Want to share your content on R-bloggers? click here if you have a blog, or here if you don't.

Happy International Women’s Day!

In the spirit of the day, I wanted to do a post celebrating the many wonderful women of this world. In keeping with my political analytics topics, I thought it would be interesting to look at the proportion of women are in government by country, and how that has changed over the past few decades. Luckily The World bank has such a dataset, measuring the proportion of government seat’s held by women in every country throughout the world. Let’s get to it and visualize this data!

In total, I will walk you through 5 visualizations:

1. Graph #1 – Female Representation in Government by World Region

2. Graph #2 – Female Representation in Government by Country Income Level

3. Graph #3 – Female Representation in Government from Selected Countries

4. Graph #4 – 20 Countries with the Highest Proportion of Women in Government as of 2020

5. Graph #5 – The 20 Countries with the Largest Increases of Women in Government from 1997 to 2020

First, let’s clean the data. You can find the original csv file here on my GitHub. To clean the data, there are three steps. First, change the column names so they are easier to read using substring() to cut the year names by a few characters and the make_clean_names() function from the janitor package to clean up the other names. Then change all the missing data (“..” in the original dataset) to NAs using the na_if() function, while converting all the year columns to numeric with sapply(). There you have it, a relatively clean master dataframe!

# Load the necessary packages
# Tidyverse is our rock in data analysis (includes ggplot2)
if(!require("tidyverse")) install.packages("tidyverse")
# Janitor cleans data like the best janitor out there!
if(!require("janitor")) install.packages("janitor")
# ggsci has my favourite color palettes
if(!require("ggsci")) install.packages("ggsci")
# ggalt is necessary for the dumbbell chart
if(!require("ggalt")) install.packages("ggalt")
# ggtext allows for great text to include for charts
if(!require("ggtext")) install.packages("ggtext")

# Load the csv data file

# Change the column names to account for each year of the data 1997-2020
names <- colnames(df)[4:27]
names <- substring(names, 7,12)
colnames(df)[4:27] <- names
colnames(df) <- janitor::make_clean_names(colnames(df))

# Change all the ..s in the data to NAs and then convert the columns to numeric
df[,4:27] <- na_if(df[,4:27], "..")
df[,4:27] <- sapply(df[,4:27],as.numeric) %>%
round(digits = 1)

After this, I want to make it simple for the reader so I divide the large dataset into 5 separate ones, one for each plot that we are creating. To do this we use the filter() function, which allows us to cut it whatever way we want. I also use the pivot_longer() function to recreate the dataframes and make them more tidy for our analysis. This is a good practice I almost always neglect to do…

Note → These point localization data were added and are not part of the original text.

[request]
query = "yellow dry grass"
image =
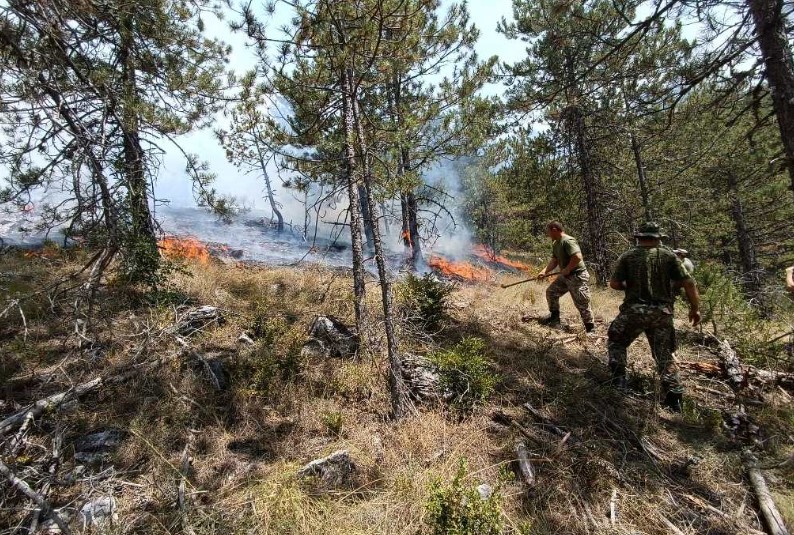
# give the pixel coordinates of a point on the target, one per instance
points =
(247, 443)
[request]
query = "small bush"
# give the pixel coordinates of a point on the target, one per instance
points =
(724, 306)
(424, 301)
(465, 372)
(458, 509)
(333, 423)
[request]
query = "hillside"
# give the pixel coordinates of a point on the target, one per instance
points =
(206, 432)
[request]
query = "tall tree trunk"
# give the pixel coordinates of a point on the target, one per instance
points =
(268, 187)
(412, 214)
(592, 190)
(366, 213)
(770, 25)
(143, 243)
(353, 179)
(751, 279)
(398, 389)
(635, 147)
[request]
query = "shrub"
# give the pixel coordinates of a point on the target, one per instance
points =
(424, 301)
(465, 372)
(726, 308)
(458, 509)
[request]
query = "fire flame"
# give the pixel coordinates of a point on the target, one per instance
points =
(406, 236)
(486, 253)
(187, 247)
(461, 270)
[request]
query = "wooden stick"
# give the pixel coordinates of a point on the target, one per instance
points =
(34, 496)
(56, 400)
(524, 465)
(613, 507)
(772, 519)
(671, 526)
(537, 277)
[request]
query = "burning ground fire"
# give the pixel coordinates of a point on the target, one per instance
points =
(470, 272)
(187, 247)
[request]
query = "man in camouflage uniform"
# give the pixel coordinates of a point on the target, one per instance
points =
(647, 274)
(572, 277)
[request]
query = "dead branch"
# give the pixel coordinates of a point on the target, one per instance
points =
(525, 467)
(772, 518)
(34, 496)
(566, 435)
(56, 400)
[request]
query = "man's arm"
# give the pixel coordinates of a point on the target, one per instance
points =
(693, 297)
(549, 267)
(575, 260)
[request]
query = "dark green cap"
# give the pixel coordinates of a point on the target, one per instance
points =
(650, 230)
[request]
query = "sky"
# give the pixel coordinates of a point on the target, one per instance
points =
(174, 185)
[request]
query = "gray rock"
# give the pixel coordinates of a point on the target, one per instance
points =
(329, 337)
(99, 512)
(336, 470)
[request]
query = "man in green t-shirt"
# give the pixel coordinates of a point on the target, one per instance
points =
(572, 277)
(647, 274)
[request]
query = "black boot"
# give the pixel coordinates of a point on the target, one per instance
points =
(553, 319)
(618, 380)
(673, 402)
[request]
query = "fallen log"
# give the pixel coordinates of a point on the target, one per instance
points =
(524, 466)
(56, 400)
(772, 518)
(35, 497)
(566, 435)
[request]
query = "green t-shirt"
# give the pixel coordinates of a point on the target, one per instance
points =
(649, 273)
(563, 249)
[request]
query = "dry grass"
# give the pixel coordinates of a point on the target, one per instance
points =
(281, 411)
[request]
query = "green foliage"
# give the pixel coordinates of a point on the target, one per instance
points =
(333, 422)
(725, 307)
(458, 509)
(424, 301)
(465, 372)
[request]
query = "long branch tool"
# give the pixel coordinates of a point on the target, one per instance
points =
(536, 277)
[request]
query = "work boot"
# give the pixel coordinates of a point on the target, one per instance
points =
(673, 402)
(552, 320)
(618, 380)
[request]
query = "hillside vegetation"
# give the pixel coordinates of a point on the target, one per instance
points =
(195, 455)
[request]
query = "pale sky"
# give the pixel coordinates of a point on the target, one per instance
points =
(174, 185)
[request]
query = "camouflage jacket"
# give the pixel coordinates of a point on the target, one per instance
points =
(649, 273)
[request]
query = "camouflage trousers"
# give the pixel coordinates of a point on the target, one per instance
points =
(656, 321)
(576, 284)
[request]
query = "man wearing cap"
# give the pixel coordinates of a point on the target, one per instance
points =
(647, 274)
(572, 277)
(683, 256)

Lastly, for the dumbbell charts we create a column that calculates the change between 1997 and 2020. We then rank order the countries by either the proportion of females in government (4th chart) or the change from 1997-2020 (5th chart).

# Create a dataset for each chart, just to make it .
# For this we filter the data for the region, income or country, then make the graph longer using the pivot_longer() function
# Regional chart dataset
df.region <- df %>%
filter(category == "Region" | category == "World") %>%
pivot_longer(cols = starts_with("yr"), names_to = "year", names_prefix = "yr",
values_to = "value", values_drop_na = TRUE)

# Income chart dataset
df.income <- df %>%
filter(category == "Income" | category == "World") %>%
pivot_longer(cols = starts_with("yr"), names_to = "year", names_prefix = "yr",
values_to = "value", values_drop_na = TRUE)

# Selected Countries chart (Chose countries that are either near and dear to me or where my readers tend to be)
selected_countries <- c("World", "Canada", "China", "Denmark", "France", "Germany", "India",
"Italy", "Norway", "Sweden", "United Kingdom", "United States")
df.country <- df %>%
filter(country_name %in% selected_countries| category == "World") %>%
pivot_longer(cols = starts_with("yr"), names_to = "year", names_prefix = "yr",
values_to = "value", values_drop_na = TRUE)

# Top Female representation by country dumbbell chart
df.top.dumbbell <- df %>%
filter(category == "Country")
df.top.dumbbell$change <- df.top.dumbbell$yr2020 - df.top.dumbbell$yr1997 df.top.dumbbell <- head(arrange(df.top.dumbbell, desc(yr2020)), n = 20) %>% droplevels() df.top.dumbbell$country_name <- factor(df.top.dumbbell$country_name, levels = as.character(df.top.dumbbell$country_name))  # to retain the order in plot.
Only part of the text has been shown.